Shinichiro Yamamoto willingly left what was a successful career as an architect to accept what he feels is his heritage. Growing up as the son of one of the most experienced traditional knife makers in Sakai, he says it was not a difficult decision.  Shin-san spent his life with his father’s workshop connected to his home.  He would play with broken pieces of steel on his days off, and sometimes after school. He never thought of his father as a prestigious master. His practice of this traditional craft was simply a natural part of life in their home. He cannot remember the precise moment he gave up his architectural career. He spent so much time in his father’s shop, he has forgotten when drafting was overtaken by knife making.

Under his father’s tutelage and through a great deal of discipline, he achieved official status as a master more than 25 years ago. Although he has never placed lower than third in the National Traditional Japanese Knife Competition, he still works under the watchful eye of his father. 

When I myself underwent training in the Hide shop, I would often overhear his father teasing him about the fact that, even though his official status as a Master, he still has a lot to learn. 

I am fascinated by their dedication to perfection and learning. Although they are two of the most respected masters in Sakai, it is humbling that both father and son still strive to better there skills. 

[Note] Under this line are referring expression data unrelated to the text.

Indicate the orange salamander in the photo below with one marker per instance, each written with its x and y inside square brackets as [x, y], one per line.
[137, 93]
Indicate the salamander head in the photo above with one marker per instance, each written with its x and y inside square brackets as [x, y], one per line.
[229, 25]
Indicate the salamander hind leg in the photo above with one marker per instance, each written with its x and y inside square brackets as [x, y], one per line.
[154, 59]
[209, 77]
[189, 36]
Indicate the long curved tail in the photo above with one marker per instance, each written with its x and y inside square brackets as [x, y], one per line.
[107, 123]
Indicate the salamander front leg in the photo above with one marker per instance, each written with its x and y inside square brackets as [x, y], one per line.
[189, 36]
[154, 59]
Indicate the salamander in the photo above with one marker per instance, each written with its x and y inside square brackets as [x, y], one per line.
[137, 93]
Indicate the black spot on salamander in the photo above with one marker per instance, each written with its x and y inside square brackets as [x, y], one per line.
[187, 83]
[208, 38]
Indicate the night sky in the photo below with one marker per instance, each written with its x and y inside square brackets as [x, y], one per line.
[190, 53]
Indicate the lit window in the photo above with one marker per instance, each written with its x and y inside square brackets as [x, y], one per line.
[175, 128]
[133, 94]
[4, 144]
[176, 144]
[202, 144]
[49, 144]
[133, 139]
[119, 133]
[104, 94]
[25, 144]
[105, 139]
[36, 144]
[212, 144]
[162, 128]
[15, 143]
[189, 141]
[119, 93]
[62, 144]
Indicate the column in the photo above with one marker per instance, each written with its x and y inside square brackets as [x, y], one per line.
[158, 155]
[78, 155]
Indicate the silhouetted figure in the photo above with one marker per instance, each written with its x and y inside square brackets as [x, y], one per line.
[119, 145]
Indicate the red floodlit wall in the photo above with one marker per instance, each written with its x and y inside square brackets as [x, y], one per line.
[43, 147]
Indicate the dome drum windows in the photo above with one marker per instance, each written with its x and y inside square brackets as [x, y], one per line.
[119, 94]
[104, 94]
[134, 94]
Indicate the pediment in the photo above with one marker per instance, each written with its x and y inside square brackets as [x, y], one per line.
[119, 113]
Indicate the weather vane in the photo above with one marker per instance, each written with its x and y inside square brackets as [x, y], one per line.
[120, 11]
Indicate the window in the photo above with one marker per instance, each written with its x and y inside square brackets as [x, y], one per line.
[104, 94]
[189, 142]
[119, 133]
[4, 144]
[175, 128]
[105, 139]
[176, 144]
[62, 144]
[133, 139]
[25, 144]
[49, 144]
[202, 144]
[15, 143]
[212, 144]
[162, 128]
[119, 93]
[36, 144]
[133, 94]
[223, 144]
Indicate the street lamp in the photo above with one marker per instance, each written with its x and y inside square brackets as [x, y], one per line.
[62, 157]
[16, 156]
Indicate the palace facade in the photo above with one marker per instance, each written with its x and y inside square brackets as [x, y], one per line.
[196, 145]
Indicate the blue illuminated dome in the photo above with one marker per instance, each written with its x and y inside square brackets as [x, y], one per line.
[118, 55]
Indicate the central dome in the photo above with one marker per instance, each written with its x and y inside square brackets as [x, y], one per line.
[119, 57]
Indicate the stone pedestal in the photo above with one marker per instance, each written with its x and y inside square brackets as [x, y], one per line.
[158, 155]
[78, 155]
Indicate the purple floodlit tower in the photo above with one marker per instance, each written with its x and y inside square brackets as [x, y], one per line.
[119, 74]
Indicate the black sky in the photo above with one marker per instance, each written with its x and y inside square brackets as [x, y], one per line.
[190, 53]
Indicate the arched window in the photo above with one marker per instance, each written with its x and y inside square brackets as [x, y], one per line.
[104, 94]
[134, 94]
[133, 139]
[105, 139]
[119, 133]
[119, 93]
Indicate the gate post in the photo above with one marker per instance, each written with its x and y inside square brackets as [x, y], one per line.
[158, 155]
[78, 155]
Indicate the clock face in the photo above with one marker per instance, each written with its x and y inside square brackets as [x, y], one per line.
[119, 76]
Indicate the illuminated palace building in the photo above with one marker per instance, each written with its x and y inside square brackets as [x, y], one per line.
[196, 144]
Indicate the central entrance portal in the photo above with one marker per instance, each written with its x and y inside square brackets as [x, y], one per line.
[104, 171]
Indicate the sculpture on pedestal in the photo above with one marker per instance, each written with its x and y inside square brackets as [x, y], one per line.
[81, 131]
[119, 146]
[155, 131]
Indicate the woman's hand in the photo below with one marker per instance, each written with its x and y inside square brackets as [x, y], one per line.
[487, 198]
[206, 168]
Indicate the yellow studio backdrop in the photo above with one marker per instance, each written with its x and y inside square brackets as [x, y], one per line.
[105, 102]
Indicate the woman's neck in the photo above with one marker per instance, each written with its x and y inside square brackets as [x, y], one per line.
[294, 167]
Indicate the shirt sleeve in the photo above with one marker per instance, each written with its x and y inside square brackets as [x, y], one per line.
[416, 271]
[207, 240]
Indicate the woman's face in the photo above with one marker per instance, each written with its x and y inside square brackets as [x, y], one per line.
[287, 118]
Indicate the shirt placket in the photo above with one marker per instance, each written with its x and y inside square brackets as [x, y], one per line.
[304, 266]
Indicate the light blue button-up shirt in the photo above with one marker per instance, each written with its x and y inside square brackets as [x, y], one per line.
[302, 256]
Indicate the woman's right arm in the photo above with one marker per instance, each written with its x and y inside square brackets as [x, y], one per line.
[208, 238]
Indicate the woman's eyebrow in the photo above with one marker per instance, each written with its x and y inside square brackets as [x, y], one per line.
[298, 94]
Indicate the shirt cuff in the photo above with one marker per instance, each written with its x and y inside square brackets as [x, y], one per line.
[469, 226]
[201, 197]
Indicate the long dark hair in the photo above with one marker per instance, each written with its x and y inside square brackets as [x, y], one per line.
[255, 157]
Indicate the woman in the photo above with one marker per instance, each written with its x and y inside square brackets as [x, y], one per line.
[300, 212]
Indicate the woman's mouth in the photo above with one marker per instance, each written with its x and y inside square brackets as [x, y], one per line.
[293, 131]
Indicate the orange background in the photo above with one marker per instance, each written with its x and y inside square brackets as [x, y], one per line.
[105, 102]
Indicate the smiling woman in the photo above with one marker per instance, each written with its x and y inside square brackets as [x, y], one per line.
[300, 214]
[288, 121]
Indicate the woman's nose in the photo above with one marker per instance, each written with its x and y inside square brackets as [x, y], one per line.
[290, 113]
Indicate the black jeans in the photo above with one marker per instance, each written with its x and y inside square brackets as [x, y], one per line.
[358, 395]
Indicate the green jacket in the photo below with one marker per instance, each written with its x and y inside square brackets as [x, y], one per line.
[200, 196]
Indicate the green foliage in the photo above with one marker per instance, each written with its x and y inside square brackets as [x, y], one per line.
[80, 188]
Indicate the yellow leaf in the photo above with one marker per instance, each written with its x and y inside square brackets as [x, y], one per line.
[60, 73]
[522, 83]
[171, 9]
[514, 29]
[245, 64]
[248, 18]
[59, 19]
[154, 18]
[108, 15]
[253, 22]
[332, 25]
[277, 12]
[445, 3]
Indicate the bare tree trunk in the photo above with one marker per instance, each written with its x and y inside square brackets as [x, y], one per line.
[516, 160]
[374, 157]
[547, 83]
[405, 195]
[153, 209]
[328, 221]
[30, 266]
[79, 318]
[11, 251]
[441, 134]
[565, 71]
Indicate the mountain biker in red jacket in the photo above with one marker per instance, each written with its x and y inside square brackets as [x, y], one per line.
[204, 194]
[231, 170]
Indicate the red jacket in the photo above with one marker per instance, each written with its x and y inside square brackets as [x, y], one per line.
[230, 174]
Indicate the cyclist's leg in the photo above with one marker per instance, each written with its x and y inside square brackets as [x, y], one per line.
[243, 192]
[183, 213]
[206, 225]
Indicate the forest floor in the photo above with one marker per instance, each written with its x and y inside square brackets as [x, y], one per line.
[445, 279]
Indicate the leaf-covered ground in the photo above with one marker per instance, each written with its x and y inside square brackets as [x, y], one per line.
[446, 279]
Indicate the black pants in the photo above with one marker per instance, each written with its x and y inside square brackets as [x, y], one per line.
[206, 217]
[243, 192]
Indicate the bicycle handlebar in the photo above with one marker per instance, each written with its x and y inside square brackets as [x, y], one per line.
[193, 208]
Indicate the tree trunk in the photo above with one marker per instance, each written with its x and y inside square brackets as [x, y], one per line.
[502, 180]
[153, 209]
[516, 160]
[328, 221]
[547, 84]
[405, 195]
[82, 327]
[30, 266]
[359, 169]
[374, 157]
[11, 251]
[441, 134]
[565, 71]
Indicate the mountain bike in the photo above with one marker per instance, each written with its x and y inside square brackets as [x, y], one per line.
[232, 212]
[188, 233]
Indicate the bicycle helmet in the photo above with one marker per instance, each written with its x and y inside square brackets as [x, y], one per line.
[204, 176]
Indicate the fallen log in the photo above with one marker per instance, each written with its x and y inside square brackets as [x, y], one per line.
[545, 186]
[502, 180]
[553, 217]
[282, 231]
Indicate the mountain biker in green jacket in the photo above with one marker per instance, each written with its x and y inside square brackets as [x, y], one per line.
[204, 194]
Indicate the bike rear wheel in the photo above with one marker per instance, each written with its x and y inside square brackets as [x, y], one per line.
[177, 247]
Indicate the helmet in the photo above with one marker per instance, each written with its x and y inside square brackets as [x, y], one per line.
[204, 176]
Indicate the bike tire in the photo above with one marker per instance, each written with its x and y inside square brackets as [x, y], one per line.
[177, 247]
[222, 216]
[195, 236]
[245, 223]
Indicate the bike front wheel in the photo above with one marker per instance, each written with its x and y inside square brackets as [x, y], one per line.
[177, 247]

Shin san is a collector of antiques, and is very involved locally and internationally in educating and sharing his love of traditionally knife making. He is active in the preservation of Sakai's historical heritage. He keeps a very close relationship with the finest chefs in Osaka, listening and adapting to their needs. He has a special relationship with traditional blacksmiths, each offering a specific insight to forging the different types of steel for Shin san.